Just send the encoding format from the PHP header function, the encoding meta tag does not work unless your a bot :)

I know MysQL can store UTF-8 so you shoud be fine there also.

Cheers,

Ryan Jones

vbbit
Mar 2nd, 2006, 04:05 PM
What is encoding format from the PHP header function?

sciguyryan
Mar 2nd, 2006, 04:09 PM
What is encoding format from the PHP header function?

http://uk.php.net/header

Should help :)

If you site is an XM spec. you can use something like this:


<?php
header('Content-type: application/text-html');
echo '<?xml version="1.0" encoding="UTF-8"?>' . "\n";
?>


Or the IE blocker :D

<?php
header('Content-type: application/xhtml+xml');
echo '<?xml version="1.0" encoding="UTF-8"?>' . "\n";
?>
Cheers,

Ryan Jones

visualAd
Mar 2nd, 2006, 04:20 PM
PHP doesn't support unicode by default. However, you can either compile Multi-Byte String (http://uk.php.net/mbstring) support into PHP or do it your self:

http://www.randomchaos.com/documents/?source=php_and_unicode

sciguyryan
Mar 2nd, 2006, 04:25 PM
PHP doesn't support unicode by default.
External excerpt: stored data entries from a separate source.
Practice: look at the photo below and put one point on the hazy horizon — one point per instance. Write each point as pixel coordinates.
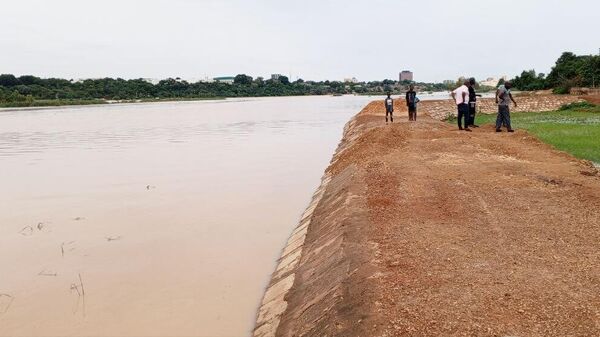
(313, 40)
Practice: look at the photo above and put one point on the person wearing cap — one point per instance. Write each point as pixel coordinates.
(472, 102)
(411, 102)
(389, 108)
(503, 98)
(461, 97)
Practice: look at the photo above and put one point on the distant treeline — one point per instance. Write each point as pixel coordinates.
(569, 71)
(31, 90)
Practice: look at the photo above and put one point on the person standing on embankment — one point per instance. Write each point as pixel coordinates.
(472, 102)
(411, 102)
(461, 97)
(503, 98)
(389, 108)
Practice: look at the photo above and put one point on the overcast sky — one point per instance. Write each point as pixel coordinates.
(311, 39)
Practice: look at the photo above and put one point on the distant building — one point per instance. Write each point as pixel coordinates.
(224, 79)
(492, 81)
(406, 75)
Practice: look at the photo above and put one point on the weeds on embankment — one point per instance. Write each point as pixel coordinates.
(574, 128)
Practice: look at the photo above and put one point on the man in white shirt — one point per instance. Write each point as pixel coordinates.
(461, 97)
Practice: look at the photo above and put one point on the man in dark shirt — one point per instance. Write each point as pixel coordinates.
(411, 102)
(472, 103)
(389, 108)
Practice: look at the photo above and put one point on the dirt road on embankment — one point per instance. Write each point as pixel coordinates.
(427, 231)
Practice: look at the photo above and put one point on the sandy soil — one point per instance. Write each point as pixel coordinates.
(428, 231)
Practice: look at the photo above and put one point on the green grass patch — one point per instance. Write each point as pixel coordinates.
(574, 129)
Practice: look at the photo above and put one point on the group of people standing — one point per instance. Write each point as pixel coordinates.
(411, 101)
(466, 103)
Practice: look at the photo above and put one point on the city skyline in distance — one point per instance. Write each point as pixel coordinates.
(314, 40)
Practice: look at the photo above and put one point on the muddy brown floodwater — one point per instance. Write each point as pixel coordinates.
(157, 219)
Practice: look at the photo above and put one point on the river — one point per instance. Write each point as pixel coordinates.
(160, 219)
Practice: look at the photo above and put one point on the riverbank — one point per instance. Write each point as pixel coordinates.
(78, 102)
(421, 230)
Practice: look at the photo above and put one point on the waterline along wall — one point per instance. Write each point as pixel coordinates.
(313, 273)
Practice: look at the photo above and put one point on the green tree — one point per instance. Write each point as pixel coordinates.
(242, 79)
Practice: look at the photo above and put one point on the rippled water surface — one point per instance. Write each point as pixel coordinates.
(154, 219)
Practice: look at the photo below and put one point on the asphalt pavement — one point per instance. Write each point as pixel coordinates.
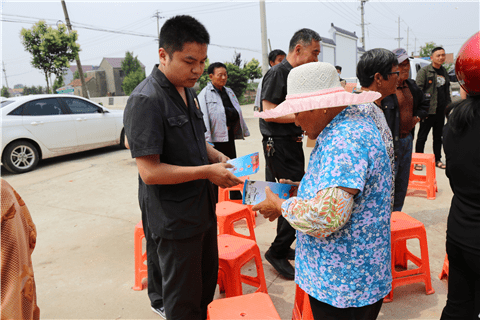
(85, 209)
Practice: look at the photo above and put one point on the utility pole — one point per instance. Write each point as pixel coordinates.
(157, 15)
(263, 27)
(399, 39)
(408, 29)
(362, 4)
(79, 65)
(5, 74)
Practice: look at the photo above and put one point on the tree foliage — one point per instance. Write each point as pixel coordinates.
(237, 79)
(426, 50)
(5, 92)
(51, 49)
(133, 71)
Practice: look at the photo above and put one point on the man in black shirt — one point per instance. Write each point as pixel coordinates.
(165, 133)
(282, 139)
(435, 84)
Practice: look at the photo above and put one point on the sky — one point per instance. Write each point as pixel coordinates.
(110, 28)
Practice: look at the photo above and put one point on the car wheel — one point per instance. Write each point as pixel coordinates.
(20, 157)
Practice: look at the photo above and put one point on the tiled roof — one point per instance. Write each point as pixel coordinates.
(78, 82)
(348, 33)
(327, 40)
(84, 68)
(117, 62)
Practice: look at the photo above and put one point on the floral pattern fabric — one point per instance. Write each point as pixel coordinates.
(352, 266)
(320, 217)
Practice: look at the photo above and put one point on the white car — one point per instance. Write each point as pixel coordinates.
(43, 126)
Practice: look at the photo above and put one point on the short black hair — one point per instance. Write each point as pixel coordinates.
(179, 30)
(436, 49)
(376, 60)
(304, 37)
(274, 54)
(215, 65)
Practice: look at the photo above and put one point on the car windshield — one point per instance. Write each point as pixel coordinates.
(5, 103)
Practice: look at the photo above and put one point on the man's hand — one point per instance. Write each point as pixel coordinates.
(219, 175)
(271, 207)
(293, 191)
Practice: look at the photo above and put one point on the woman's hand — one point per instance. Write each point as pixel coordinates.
(271, 207)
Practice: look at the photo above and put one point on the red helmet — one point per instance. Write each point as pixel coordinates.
(467, 66)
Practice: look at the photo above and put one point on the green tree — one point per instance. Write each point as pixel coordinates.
(252, 69)
(52, 49)
(58, 83)
(133, 71)
(426, 50)
(131, 81)
(5, 92)
(237, 79)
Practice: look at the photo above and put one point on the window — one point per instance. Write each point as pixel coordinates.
(78, 106)
(43, 107)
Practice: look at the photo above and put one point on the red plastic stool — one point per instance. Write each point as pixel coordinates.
(301, 306)
(230, 212)
(404, 227)
(426, 182)
(233, 253)
(252, 306)
(140, 257)
(444, 273)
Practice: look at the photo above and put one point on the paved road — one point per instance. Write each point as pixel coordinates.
(85, 209)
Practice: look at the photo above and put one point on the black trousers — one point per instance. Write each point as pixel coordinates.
(435, 122)
(189, 269)
(154, 275)
(463, 298)
(287, 162)
(324, 311)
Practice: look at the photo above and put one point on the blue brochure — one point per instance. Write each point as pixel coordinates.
(254, 191)
(245, 165)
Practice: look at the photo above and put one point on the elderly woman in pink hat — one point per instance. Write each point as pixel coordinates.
(342, 208)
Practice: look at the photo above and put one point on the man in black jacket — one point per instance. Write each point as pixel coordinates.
(403, 111)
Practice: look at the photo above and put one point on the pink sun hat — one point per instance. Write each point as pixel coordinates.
(312, 86)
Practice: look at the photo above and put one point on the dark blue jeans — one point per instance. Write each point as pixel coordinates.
(402, 171)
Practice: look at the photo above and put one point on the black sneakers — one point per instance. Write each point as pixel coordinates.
(160, 312)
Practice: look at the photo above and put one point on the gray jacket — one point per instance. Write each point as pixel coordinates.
(215, 118)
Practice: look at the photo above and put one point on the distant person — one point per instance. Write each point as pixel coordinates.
(342, 208)
(433, 80)
(166, 136)
(19, 236)
(282, 139)
(412, 108)
(274, 57)
(222, 113)
(461, 138)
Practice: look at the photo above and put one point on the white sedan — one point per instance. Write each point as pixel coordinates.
(42, 126)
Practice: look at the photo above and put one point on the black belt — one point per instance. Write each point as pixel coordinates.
(287, 138)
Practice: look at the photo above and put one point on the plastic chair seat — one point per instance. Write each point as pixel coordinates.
(301, 307)
(445, 268)
(404, 227)
(230, 212)
(427, 182)
(233, 253)
(252, 306)
(140, 257)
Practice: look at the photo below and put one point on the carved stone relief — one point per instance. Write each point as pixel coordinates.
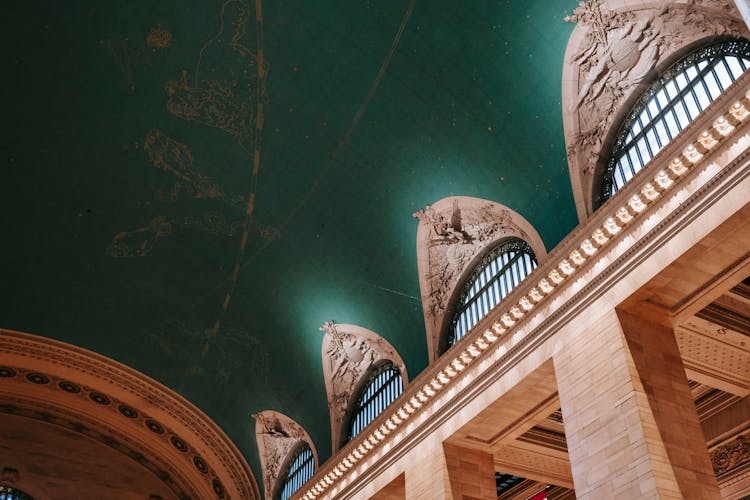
(610, 53)
(732, 455)
(278, 436)
(452, 233)
(349, 351)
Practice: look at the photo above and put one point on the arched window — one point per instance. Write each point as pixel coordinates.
(382, 388)
(675, 99)
(301, 469)
(8, 493)
(496, 275)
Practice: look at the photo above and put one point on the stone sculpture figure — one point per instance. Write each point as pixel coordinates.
(349, 353)
(278, 437)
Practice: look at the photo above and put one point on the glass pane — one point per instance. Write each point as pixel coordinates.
(723, 75)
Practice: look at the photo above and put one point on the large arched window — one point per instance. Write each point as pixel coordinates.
(499, 272)
(8, 493)
(301, 469)
(382, 388)
(675, 99)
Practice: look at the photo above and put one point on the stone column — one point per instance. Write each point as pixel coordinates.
(628, 413)
(451, 472)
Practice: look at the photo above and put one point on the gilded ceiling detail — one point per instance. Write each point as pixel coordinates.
(349, 352)
(226, 90)
(226, 83)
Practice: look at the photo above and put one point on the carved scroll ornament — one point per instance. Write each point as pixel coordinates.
(349, 352)
(613, 50)
(732, 455)
(452, 234)
(278, 437)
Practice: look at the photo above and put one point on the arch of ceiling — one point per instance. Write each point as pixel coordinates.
(349, 353)
(96, 397)
(453, 235)
(278, 436)
(614, 49)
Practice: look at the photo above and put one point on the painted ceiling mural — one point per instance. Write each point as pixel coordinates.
(194, 187)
However, you can either compile Multi-Byte String (http://uk.php.net/mbstring) support into PHP or do it your self:

http://www.randomchaos.com/documents/?source=php_and_unicode

Wasn't the queston about MySQL support too? I know 4.1.1 suports it because our server supports it and thats what I have :)

Cheers,

Ryan Jones

visualAd
Mar 2nd, 2006, 04:32 PM
Yeah, the question was about MySql; but I assumed he might want to use PHP collect and display the information. :D

Unicode characters below 255 display fine, however, characters with a higher value will be interpreted by PHP as two separate characters. The resulting output then gets scrambled.

CornedBee
Mar 4th, 2006, 08:32 PM
header('Content-type: application/text-html');
Um, it's "text/html" - "application/text-html" doesn't exist.